Verification of photos in retail using Computer vision
As part of the loan program, the bank cooperates with many retail stores.
One of the key elements of the loan application is a photograph of the borrower - the agent of the partner store takes a photograph of the buyer; Such a photo gets into the client’s “personal business” and is used further as one of the ways to confirm his presence at the point at the time of applying for a loan.
Unfortunately, there is always a risk of unfair behavior of an agent who can transfer unreliable photos to the bank - for example, pictures of clients from social networks or a passport.
Usually, banks solve this problem by verifying the photographs — office workers look at the photographs and try to identify unreliable images.
We wanted to try to automate the process and solve the problem using neural networks.
We investigated only photos in which there are people. To cut out extraneous images without faces, you can use the open library Dlib .
For clarity, we give examples of photographs (bank employees in the pictures):
Figure 1. Photos from the point of sale
Figure 2. Photos from social networks
Figure 3. Passport photos
So, we needed to write a model analyzing the background of the photo. The result of her work was to determine the likelihood that a photo was taken at one of the points of sale of our partners. We identified three ways to solve this problem: segmentation, comparison with other photos at the same point of sale, classification. Consider each of them in more detail.
The first thing that came to mind was to solve this problem by segmentation of the image, identifying areas with the background of partner stores.
- Training sample preparation takes too much time.
- A service built on such a model will not work quickly.
It was decided to return to this method only in case of rejection of alternatives. Spoiler: not returned.
B) Comparison with other photos at the same point of sale.
Together with the photo, we receive information about which retail store it was made at. That is, we have groups of shots taken at the same points of sale. The total number of photographs in each group varies from a few to a few thousand.

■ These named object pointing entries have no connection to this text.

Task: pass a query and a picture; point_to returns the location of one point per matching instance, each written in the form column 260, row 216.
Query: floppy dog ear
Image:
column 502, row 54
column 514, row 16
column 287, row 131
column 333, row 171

Another idea appeared: to build a model that will compare two photos and predict the likelihood that they were taken at one point of sale. Then we will be able to compare the new photo obtained with the existing photos in the same store. If it turns out to be similar to them, then the picture is exactly reliable. If the picture is knocked out of the overall picture, we additionally send it for manual verification.
- Unbalanced sample.
- The service will work for a long time if there are a lot of photos at the point of sale.
- When a new point of sale appears, you need to retrain the model.

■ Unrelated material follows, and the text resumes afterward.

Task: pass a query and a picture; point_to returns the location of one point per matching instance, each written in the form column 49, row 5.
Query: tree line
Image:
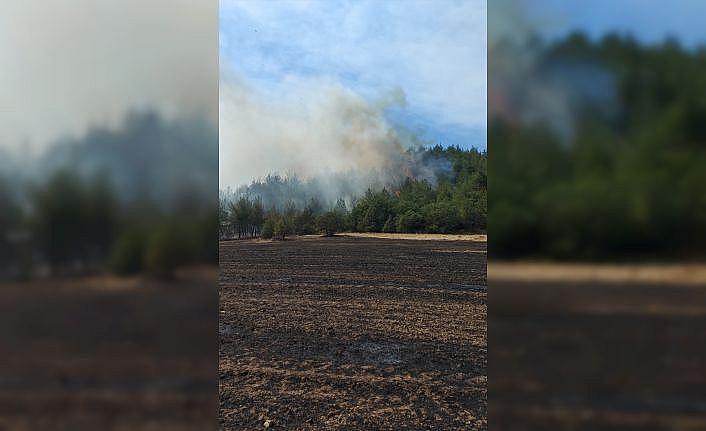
column 629, row 180
column 455, row 202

Despite the drawbacks, we implemented the model from the article , using the blocks of the VGG-16 and ResNet-50 neural networks. And ... received a percentage of correct answers not much higher than 50% in both cases: (
The most tempting idea was to make a simple classifier that would divide the photos into 3 groups: photos from points of sale, from passports and from social networks. It remains only to check whether this approach will work. Well, still spend some time preparing data for training.
In the dataset of images from social networks using the Dlib library, only those photos in which there are people were selected.
Passport shots needed to be cropped in different ways, leaving only the face. Then Dlib came to the rescue. The principle of operation turned out to be this: found with the help of this library, the coordinates of the face -> cut off the passport photo, leaving the face.
In each of the 3 classes left 40,000 photos. Do not forget about the augmentation of data
Used ResNet-50. Solved the problem as a multi-class classification problem with non-intersecting classes. That is, it was believed that the photo can belong to only one class.
model = keras.applications.resnet50.ResNet50() model.layers.pop() for layer in model.layers: layer.trainable=True last = model.layers[-1].output x = Dense(3, activation="softmax")(last) resnet50_1 = Model(model.input, x) resnet50_1.compile(optimizer=Adam(lr=0.00001), loss='categorical_crossentropy', metrics=[ 'accuracy'])
In the test sample left 24,000 images, that is, 20%. The error matrix was as follows:
social net - social network;
passport - passports;
pos-credit - points of sale partners who provide loans.
The total error rate is 1.6%, for photos from points of sale - 1.2%. Most of the mistakenly identified images are similar to two classes at the same time. For example, almost all incorrectly defined photographs from the pos-credit class were taken in unsuccessful angles (against a white wall, only a face is visible). Therefore, they were also similar to the photo from the social net class. Such photos had a low maximum likelihood.
We have added a threshold for maximum likelihood. If the final value is higher - we trust the classifier, below - send the image for manual verification.
As a result, the result of the work of the service for photography is
So, with the help of a simple model, we learned how to automatically determine that the photo was taken at one of the points of sale of our partners. This allowed us to automate part of a large process for approving a loan application.